Quel impact à l’officine ?

Pendant la période de grâce, pour un même type de dispositif, on pourra avoir un DM d’un fabricant A marqué CE selon les directives et un DM d’un fabricant B marqué CE selon le règlement. Ils sont tous les deux valables, donc nul besoin de ne commander que des DM marqués CE règlement. « Dans les pharmacies, vous aurez des produits “directives” et des produits “règlement”. En 2025 – et non en 2024 car il faut prendre en compte le circuit de distribution –, il n’y aura plus que des produits “règlement” sur le marché », relève l’experte. L’officinal « doit vérifier que le DM qu’il délivre porte le marquage CE, que la déclaration de conformité a été établie, que le dispositif est accompagné des informations suffisantes pour l’utiliser et que le fabricant a attribué un IUD le cas échéant. Dans le cas de DM importés, il faut qu’il s’assure que l’importateur est un importateur déclaré ».

Info +

→ Un dispositif médical est un produit de santé au mode d’action spécifique(1). Il doit avoir à la fois une finalité médicale chez l’homme de diagnostic, prévention, contrôle, traitement ou atténuation d’une maladie ou d’un handicap, maîtrise de la conception…, et un mode d’action principal qui n’est pas obtenu par des moyens pharmacologiques, immunologiques ou par métabolisme, mais dont la fonction peut être assistée par de tels moyens.

Classement des DM(1)

→ Classe I : classe de risque la plus faible, qui regroupe compresses, lunettes, thermomètres, lits médicaux, béquilles… La classe Is englobe les DM stériles (compresses stériles…), les Im, les appareils de mesure, et Irs, les appareils réutilisables.

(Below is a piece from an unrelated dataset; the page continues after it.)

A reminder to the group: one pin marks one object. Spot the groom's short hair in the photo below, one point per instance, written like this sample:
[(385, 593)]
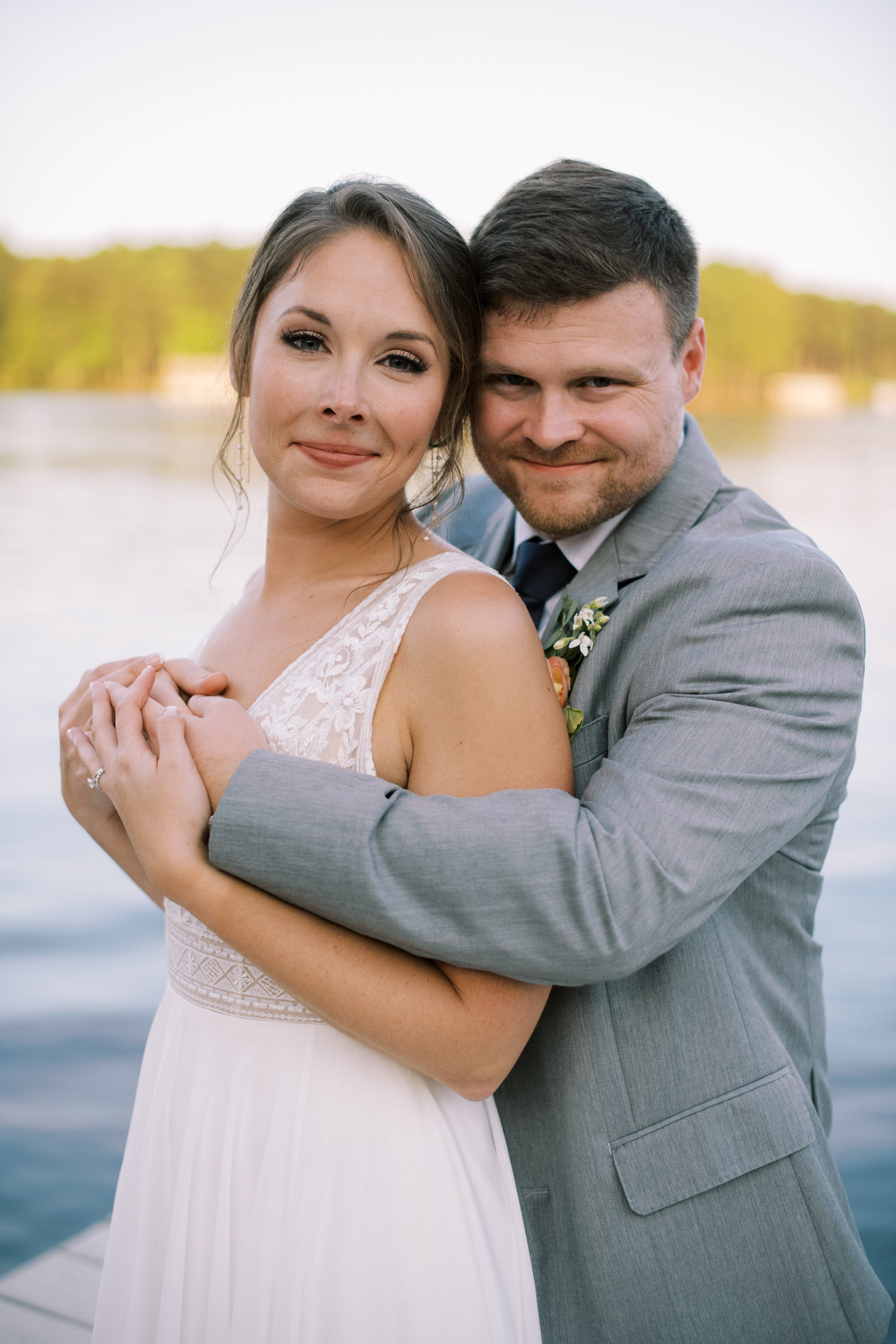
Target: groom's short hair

→ Classe IIa : risque potentiel modéré ou mesuré, avec lentilles de contact, produits d’obturation dentaire, pansements modernes (hydrocellulaires…)…

→ Classe IIb : risque potentiel élevé ou important, avec pompes à perfusion, systèmes de radiothérapie, hémodialyseurs, préservatifs, produits de désinfection des lentilles…

→ Classe III : risque le plus élevé, avec implants mammaires, prothèses de hanche, stents, stimulateurs cardiaques, dispositifs intra-utérins (stérilets)…

(1) Source : Syndicat national de l’industrie des technologies médicales (Snitem).

Avec l’aimable participation de Cécile Vaugelade, directrice des affaires technico-réglementaires du Syndicat national de l’industrie des technologies médicales (Snitem).